Another one of my friends suggests that the reason why White supremacists are proud of being White is because they lack personal achievements and so they look for a source of pride elsewhere. This is possible. Perhaps they are just mediocre people who mistakenly think that sharing the same race as Bach and Shakespeare makes them in any way better. If this is true, then my advice to them is the same as it is to everyone else: develop your potential in a passionate and nonharmful way.

Tea Parties

Like many people, I was shocked when Trump won the presidency. I thought, for sure, that Hilary would win, because who the heck would vote for a person who’s obviously a con man? Apparently, a lot of people. People whom I don’t know and who aren’t on my radar. Don’t get me wrong, I've always known that my friend circles were selective, that my Facebook feed wasn’t representative of the wider America. But I still believed that, deep down inside, I had a general impression of what other people were thinking and feeling. I was wrong.

But why? Why didn’t I see it coming?

The problem, as I see it now, is that we're more separated than I'd originally thought. Liberals hang out with liberals, and conservatives hang out with conservatives. This is understandable, as people enjoy spending time with others who share their values. But I’m convinced that there is something truly lost when we don’t engage with the other side.
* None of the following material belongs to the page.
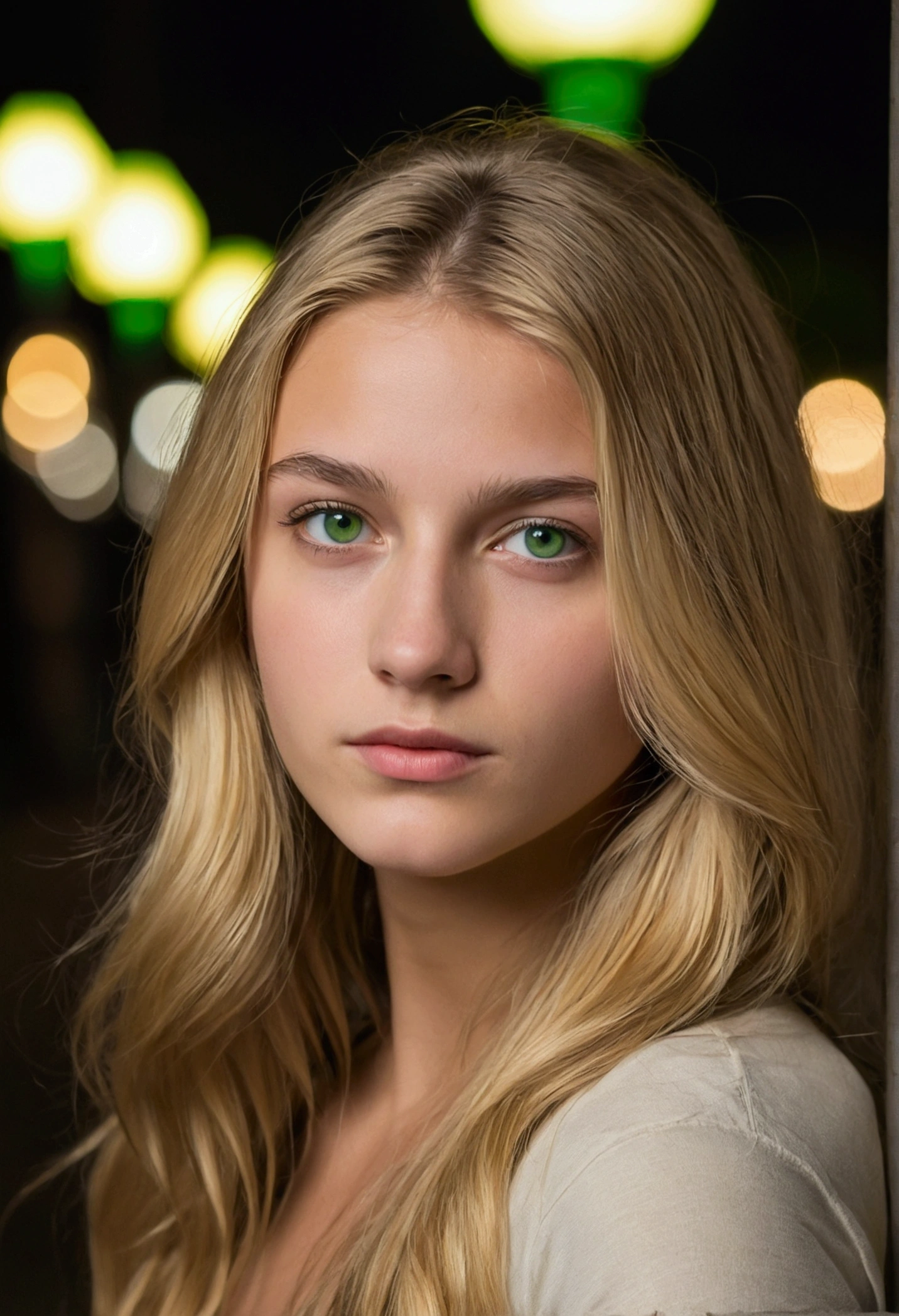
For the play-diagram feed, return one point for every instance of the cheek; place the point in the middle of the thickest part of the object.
(302, 653)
When we're separated, people are demonized and causes trivialized.

After concluding what the problem was, I tried to think of ways to address it. How could I get liberals and conservatives to talk to each other? Well, it just so happens that I'd been hosting tea parties for a year prior to the election, with the sole purpose of being social. And it just so happens that my friend circle here is quite politically diverse. Once I realized that I was already creating the perfect atmosphere for dialogue, my tea parties took on a new meaning. Now they are my attempts to create a micro-version of what I want the wider society to look like.

So yea, I’m trying to rebuild America, one tea bag at a time.

One of the reasons why I think my tea parties provide a perfect atmosphere for dialogue is because every person there is seen as a human being first—not as a conservative first, or as a liberal first, but as a human being first. Labels do matter. Labels do affect how we see and treat others, even if only on a subconscious level. Furthermore, the people at my tea parties are seen as human beings who are also my friends. Knowing that immediately creates a positive connection.

“Oh, you’re a swing dancer? That’s cool, I’ve always wanted to try it.”


“Oh, you’re a scientist? That’s cool. What kind of research do you do?”

This is how you build friendships. You break bread with one another, or, in my case, drink tea. And friendships are what we need. Having a conversation here and there isn’t enough.

To further foster community building at my tea parties, I try to get everyone to engage in a group activity. Last time, we played a physics puzzle game on my smartphone while it was being mirrored on my TV. Everyone was helpful and supportive. It was great. It is my hope that through these group games, my friends will form deeper connections with one another, connections that can only be built upon the foundation of laughter.

I find that there is a special bonding experience that takes place when I laugh with another person, that isn't achieved via conversation. I'm not sure why this is, but it may be because when we laugh, we reveal our characters. What we find funny is an indication of who we are as people. So if another person finds the same thing funny, it shows that we are similar at least in one important aspect. Perhaps another reason is because laughter creates positive moods. I can't speak for others, but when I'm joyful, I'm in a mental state that lends itself to friendship building. Moreover, being sociable leads to more laughter, which, in turn, fosters more positivity.

I have no idea if my efforts will bear fruit. However, even if I fail, I would've at least spent my time with wonderful people.